Size effect of magnetic core-shell nanodrugs on efficiency of targeted cell uptake and drug delivery

Abstract

Nanoparticle size plays an important role in the cellular uptake and anticancer efficacy for targeting drug delivery. However, little research has been done on the effect of nanoparticle size on the targeting agent binding, drug loading and releasing, cytotoxicity and so on. In this work, benzoboroxole modified core-shell magnetic nanoparticles (MPA_n NPs) with four different sizes were fabricated by reflux-precipitation polymerization.
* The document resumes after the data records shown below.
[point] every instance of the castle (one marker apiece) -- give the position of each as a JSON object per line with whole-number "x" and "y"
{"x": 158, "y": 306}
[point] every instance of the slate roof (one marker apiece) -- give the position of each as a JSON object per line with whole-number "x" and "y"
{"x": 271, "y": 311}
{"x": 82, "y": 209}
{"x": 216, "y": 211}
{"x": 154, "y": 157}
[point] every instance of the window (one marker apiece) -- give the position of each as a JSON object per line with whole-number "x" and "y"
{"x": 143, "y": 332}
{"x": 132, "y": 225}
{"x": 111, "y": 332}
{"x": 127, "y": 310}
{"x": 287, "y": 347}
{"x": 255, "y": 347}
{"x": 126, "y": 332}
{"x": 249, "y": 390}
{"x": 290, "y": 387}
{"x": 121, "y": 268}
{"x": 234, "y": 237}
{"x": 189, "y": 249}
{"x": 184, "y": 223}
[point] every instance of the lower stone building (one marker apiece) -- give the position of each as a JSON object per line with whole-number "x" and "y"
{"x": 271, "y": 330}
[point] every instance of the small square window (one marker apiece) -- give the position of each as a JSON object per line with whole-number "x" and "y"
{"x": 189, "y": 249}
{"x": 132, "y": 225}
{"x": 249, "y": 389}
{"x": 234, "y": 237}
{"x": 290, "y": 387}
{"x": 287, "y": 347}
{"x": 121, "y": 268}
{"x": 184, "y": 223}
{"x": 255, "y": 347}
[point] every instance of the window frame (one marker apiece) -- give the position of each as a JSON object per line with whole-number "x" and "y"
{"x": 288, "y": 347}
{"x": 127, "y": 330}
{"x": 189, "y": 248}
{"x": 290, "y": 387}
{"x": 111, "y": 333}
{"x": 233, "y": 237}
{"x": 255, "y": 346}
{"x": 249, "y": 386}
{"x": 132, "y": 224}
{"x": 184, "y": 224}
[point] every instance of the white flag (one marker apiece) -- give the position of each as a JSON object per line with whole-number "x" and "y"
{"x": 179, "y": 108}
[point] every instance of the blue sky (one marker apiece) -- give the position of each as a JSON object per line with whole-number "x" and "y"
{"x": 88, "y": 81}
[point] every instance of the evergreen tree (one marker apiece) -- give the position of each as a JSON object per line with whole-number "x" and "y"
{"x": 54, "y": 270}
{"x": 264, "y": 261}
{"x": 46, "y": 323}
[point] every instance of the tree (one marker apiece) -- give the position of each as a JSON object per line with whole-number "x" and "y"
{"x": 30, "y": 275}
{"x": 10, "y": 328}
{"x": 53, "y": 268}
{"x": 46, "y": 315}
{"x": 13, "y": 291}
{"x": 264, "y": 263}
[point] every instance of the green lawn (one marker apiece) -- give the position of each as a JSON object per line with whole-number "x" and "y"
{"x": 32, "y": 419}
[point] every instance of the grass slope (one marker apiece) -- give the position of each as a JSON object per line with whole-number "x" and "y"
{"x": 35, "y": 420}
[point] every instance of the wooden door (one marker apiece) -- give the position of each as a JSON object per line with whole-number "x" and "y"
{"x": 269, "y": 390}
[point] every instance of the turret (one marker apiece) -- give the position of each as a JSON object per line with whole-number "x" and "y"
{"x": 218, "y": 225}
Transferrin (Tf) was used as a targeting ligand and covalently immobilized on the nanoparticle surface through the reaction with benzoboroxole moieties. Then, therapeutic drug doxorubicin (DOX) was encapsulated in the polymer shell network via electrostatic interaction for preparation of nanodrugs (MPA_n-Tf-DOX NPs). The influence of nanoparticle size on the Tf binding, drug loading and releasing, cellular uptake and in vitro cytotoxicity was systemically investigated. Increasing the nanoparticle size facilitated the Tf binding and resulted in an enhanced intracellular internalization within a certain size range. Besides, all four kinds of nanoparticles showed a high DOX encapsulating efficiency (> 80 %), and large nanoparticle size was favorable for a faster drug release. Moreover, MPA₃-Tf-DOX NPs with suitable particle size (422 nm) and Tf density (202 mg/g NPs) exhibited the best cancer cell killing performance evaluated by Tf-mediated endocytosis experiments. This study investigated the combination effects of nanoparticle size on the targeting agent modification, drug loading, cellular uptake and therapeutic efficacy, which provided the fundamental data for the nanocarrier design through structural regulation to enhance targeted delivery and anticancer applications.